The old merger party of the Communist and Socialist parties pushed for and welcomed the grant of nominal national independence to the Philippines by the US in 1946. It agreed with the reactionary authorities to demobilize the people's army and surrender its arms despite the rising brutal acts of the US and local reactionary forces against units of the people's army and the peasants who had undertaken land reform during the Japanese occupation. It was heavily influenced by the Browderite line of peace and democracy. It formed the Democratic Alliance to compete in the electoral struggle.

The Democratic Alliance won enough seats in Congress in 1946 to prevent the passage of an amendment in the 1935 Constitution for the purpose of allowing US corporations and citizens to have rights at par with the Filipinos in exploiting Philippine natural resources and operating public utilities. The puppet government ousted from Congress the progressive members on false charges of electoral fraud and terrorism. Moreover, the brutal attacks on the people in the revolutionary areas escalated. Thus, the ground was laid for a decision of the old merger party in 1948 to start revolutionary armed struggle. But only in the latter half of 1950 was the people's army able to launch some relatively large offensives on a wide scale along the Sierra Madre mountain range.

The "Left" opportunist line of seeking to win complete victory in two years' time without painstaking mass work, without land reform and without building the people's army in stages but relying on the growth of the spontaneous uprising of the people due to the severe crisis of the system and violent contradictions among the reactionaries proved disastrous. The enemy was able to launch a sustained counter-attack against the forest-based camps of the people's army and capture most of the city-based principal leaders in 1950-52. Since then, the old merger party swung back to Right opportunism, including the orders to liquidate the people's army in 1955 and the party in 1957, and caused the party to become moribund, until efforts were made to revive it from 1959 onwards.

The British colonialists legalized the Malayan People's Anti-Japanese Army but banned it in 1948 and declared a state of emergency in order to suppress it. Peace talks between the Malayan communist leaders and the chief ministers of Malaya and Singapore broke down as the latter officials demanded the dissolution of the Malayan Communist Party. The state of emergency was ended in 1960 after the authorities estimated that they had virtually crushed the people's army. But in fact this continued to fight from a relatively secure area along the Thailand-Malaya border area.
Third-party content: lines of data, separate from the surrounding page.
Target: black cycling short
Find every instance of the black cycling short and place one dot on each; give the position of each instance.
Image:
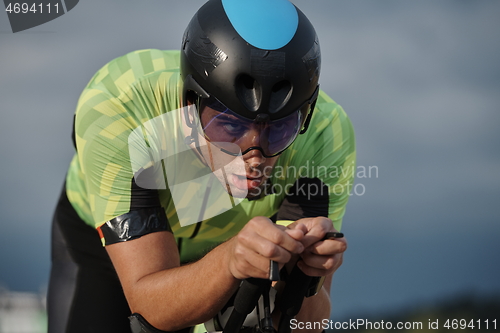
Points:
(85, 295)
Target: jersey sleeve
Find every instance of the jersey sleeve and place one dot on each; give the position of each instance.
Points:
(119, 99)
(317, 172)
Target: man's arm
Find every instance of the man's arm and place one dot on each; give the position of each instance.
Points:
(320, 258)
(171, 296)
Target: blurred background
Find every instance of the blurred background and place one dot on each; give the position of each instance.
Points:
(420, 81)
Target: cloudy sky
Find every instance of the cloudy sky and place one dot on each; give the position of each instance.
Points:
(419, 79)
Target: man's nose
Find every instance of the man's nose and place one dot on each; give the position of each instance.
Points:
(254, 158)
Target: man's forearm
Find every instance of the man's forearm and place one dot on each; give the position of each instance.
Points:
(183, 296)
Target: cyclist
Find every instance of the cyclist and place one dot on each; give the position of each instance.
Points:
(182, 158)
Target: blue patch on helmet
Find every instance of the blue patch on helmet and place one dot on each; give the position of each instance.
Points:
(265, 24)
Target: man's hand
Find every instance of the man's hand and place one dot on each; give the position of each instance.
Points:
(261, 241)
(319, 258)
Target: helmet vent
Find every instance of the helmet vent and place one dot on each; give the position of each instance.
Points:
(280, 95)
(249, 92)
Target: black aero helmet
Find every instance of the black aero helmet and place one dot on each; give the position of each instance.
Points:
(260, 58)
After being expelled from the Anti-Fascist People's Freedom League in 1946, the Burmese Communist Party launched an armed revolution in 1948. It operated mainly in Central Burma and the in the Arakan mountains and Irrawaddy delta. It engaged in alliances with the minority nationalities that were also waging armed struggle against the Burmese reactionary government. It engaged in peace negotiations withn this government in 1958 but these did not stop the people's war.

The people's armies led by communist parties in Southeast Asia stood their ground against the attempts of the old Western colonial powers to reconquer and reimpose their rule on their former colonies. The people's armies were also resolutely and vigorously against the attempts of the US to expand its hegemony. The resounding victories of China against the US-Guomindang tandem inspired the communist parties of Southeast Asia to engage in people's war. The US became more aggressive in carrying out the Cold War in Asia from 1948 onwards as well as in unleashing the wars of aggression against Korea in 1951-53 and in the next decade in Vietnam.